Pour ma part ayant eu quelques avanies personnelles depuis mon inscription, je n’avais ni le physique, ni le mental pour m’élancer sur le 70km. Mais abandonner m’aurait vraiment frustré. J’ai donc échangé mon dossard pour partir sur le 45km.
Départ donc de Ste Catherine, qui est au point 25 Km sur le parcours. Le speaker nous explique que cette saintéLyon VTT est une première et que nous allons faire la copie conforme à l’épreuve trail qui a lieu l’hiver. Sur l’aire de départ commence à se réunir les coureurs et les randonneurs. Il y a de tout comme matériel. Je suis surpris par quelques pièces de collection des années 80 (un antique Peugeot à Cantilever ou un Giant Boulder des années 90 quasi neuf), un Xcontrol survivant et même des DKT VTT54 team replica !!.
Un joueur est là en full rigide et single speed, pas mal d’affutés en machines Xc full carbon et un gros groupeto de vttae. Il faut dire pour ces derniers qu’ils ne sont autorisés que sur le 45. Peu de nanas. Le gros du troupeau est constitué de quadras en TS 29", je dois être en minorité avec mon SR et le seul en Ti.
Même si c’est une rando, le départ façon course et avec autant de monde -nous sommes 750 en rando et 150 en course- met un peu la pression. Au fur et à mesure que 21H approche les conversations s’arrêtent et on s’approche de la zone de départ tout en se concentrant. A 21H c’est le départ qui est donné pour les compétiteurs. Puis la 1ere vague de randonneurs. Je suis sur la 1ere ligne de la 2eme. 21H08 c’est parti !!!
On nous l’a répété, on va tout de suite être dans le dur avec une montée de 5km sur le Signal qui est le point culminant de la randonnée à + de 900M d’altitude. Je suis décidé à gérer la montée, d’autant que les 1ers kilomètres risquent d’être chargés. Mais j’ai dû merder quelque part car dès le 1er coup de cul en sortant de Ste Catherine je suis dans le rouge écarlate. Impossible de trouver mon rythme, mon souffle, mes jambes. Panique au moral et pas 1km au compteur ! Plan d’urgence : j’évacue l’idée de lancer un SOS à ma femme qui doit encore être au village pour un rapatriement et je pose le pied à terre. J’observe le troupeau qui passe en mode exode. Personne n’est vraiment dans le rythme. Finalement je ne suis pas seul… Je repart le couteau entre les dents bien décidé à ne pas lâcher l’affaire. En haut de la montée on a de la visibilité.
C’est un long cordeau de bikers les uns derrières les autres. Je me cale sur celui qui précède et laisse passer les impatients. Je sais que sur ce genre d’événements les difficultés feront le ménage dans la troupe. C’est toutefois assez difficile de tenir son rythme dans cette foule. Les premiers gros raidillons voient apparaitre les premiers marcheurs. Puis nous sortons sur un espace dégagé. La nuit commence à tomber et je vois apparaitre devant moi un long serpent lumineux rouge qui grimpe au milieu des champs de blé avant de s’engouffrer dans une forêt.

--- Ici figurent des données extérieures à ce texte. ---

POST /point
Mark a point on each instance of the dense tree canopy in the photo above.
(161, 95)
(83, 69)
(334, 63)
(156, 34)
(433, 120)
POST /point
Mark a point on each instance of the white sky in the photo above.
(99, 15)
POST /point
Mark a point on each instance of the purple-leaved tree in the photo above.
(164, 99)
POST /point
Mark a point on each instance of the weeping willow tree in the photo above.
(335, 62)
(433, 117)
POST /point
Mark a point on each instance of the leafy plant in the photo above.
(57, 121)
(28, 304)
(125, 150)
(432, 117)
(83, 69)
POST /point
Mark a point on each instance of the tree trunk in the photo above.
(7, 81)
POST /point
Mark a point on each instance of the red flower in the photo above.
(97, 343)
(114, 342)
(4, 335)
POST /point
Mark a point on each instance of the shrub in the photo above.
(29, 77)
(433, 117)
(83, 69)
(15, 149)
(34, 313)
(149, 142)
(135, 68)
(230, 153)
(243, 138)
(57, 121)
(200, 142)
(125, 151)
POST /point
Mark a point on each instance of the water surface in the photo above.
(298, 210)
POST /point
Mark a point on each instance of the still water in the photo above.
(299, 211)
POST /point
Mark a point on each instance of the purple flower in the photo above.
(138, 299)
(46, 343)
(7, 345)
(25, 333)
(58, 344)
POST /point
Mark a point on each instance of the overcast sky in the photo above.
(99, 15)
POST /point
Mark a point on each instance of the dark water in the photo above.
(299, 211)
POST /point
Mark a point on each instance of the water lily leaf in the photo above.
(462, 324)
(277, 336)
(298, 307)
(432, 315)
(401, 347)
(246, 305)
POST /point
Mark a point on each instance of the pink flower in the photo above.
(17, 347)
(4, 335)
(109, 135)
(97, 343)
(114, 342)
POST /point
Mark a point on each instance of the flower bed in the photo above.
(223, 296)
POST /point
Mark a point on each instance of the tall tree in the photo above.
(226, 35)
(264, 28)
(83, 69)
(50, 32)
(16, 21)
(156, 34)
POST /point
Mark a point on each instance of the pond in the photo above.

Le chemin est plus large, on peut dépasser mais la pente est raide. Je ne double que si celui qui me précède se traine ou marche. Je ne me fais pas trop doubler, ce qui compte-tenu de mon niveau nullissime en montée démontre que les autres en c…. aussi. On grimpe sans arrêt depuis le départ. Dans la forêt le chemin est moins cassant. Les écarts augmentent entre participants et on roule plus confortablement. Il fait terriblement lourd. La pente s’inverse. Le ciel est noir et on distingue des éclairs. Une première descente dans un beau single est gâchée par le nombre. On se traine à la queueleuleu. Je sens quelques gouttes. La montée suivante est terrible et se transforme en poussage généralisé. Quelques gros mollets passent sur le vélo ou des vae dont on entend le moteur forcer. Encore quelques gouttes. Puis lorsque la pente d’adoucie et que je remonte sur le vélo, j’entends une demande pour passer à gauche, appuyée de plusieurs « s’il vous plait » sur un ton presque enjoué. Il est 23H et la tête de course du 70km est sur nous. Les deux types passent comme des avions sans sembler forcer ! Une dernière montée et nous arrivons au Signal.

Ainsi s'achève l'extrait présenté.